Are you thinking about remodeling your home using tile? Are you confused about types and styles of tile and what to use in different areas of your home? We’ve put together a short guide to help you out.
Wood-look porcelain or ceramic tiles can give you a nice, homey feel but are more durable and stain-resistant than hardwood floors. Remember that basements have the stability for large, heavy tiles that you may not want to use in other parts of your home. Eleganza has several great lines of wood-look tiles available.
Porcelain or ceramic tiles are great for kitchen floors. They are more durable than natural stone or hardwood with the added bonuses of being stain and moisture resistant.
Neutral colors with low contrast variations like Eleganza’a Contemporary Verona help tie a kitchen’s look together. Pick a darker grout to help hide inevitable stains. Add a glass tile backsplash to help the room’s look pop!
While many upper level bedrooms may not be the best place for tile, ranch style homes allow for creative tiling with bedrooms on the main floor. Oversized natural Tavartine tiles can give you a nice coolness underfoot in warmer climates and are great for radiant heat in cooler climes.
Give your bathroom a fun look with small, ceramic or porcelain tiles laid out in a fun pattern for the floor. This is definitely a room where moisture-resistance is a must. Using small tiles increases the amount of grout, improving traction.
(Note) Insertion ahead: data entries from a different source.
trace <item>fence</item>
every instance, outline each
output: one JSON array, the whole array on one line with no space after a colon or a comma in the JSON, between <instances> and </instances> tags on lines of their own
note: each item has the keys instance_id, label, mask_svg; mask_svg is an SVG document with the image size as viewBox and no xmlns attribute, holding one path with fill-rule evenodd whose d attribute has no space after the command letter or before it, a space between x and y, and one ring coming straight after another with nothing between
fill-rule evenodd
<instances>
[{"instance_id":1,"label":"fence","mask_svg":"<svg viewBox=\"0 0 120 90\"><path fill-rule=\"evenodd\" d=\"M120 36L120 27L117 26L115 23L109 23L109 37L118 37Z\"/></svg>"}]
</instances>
Bathrooms are a fun place to use lots of tile to create a dynamic, vibrant look!
This is another area where durable, moisture-resistant porcelain or ceramic tile like Eleganza’s Cementi is preferable to natural stone or hardwood.
Natural slate tile or slate-look porcelain or ceramic tile are great for entryways. The color variations mixed with a dark grout can help hide footprints that will always be part of the main entry into a house.
If you have a wine cellar, what looks better than stone? And using stone-look porcelain like Eleganza’s Eco-Tuscany can give you that great look with the moisture-resistance you want in a wine cellar.
Don’t forget the walkways to your house! Using natural slate tile will be less slippery than travartine or marble but still look great. If you live in a chilly climate, make sure to use cement or dry gravel instead of traditional mortar which won’t survive the weather as well!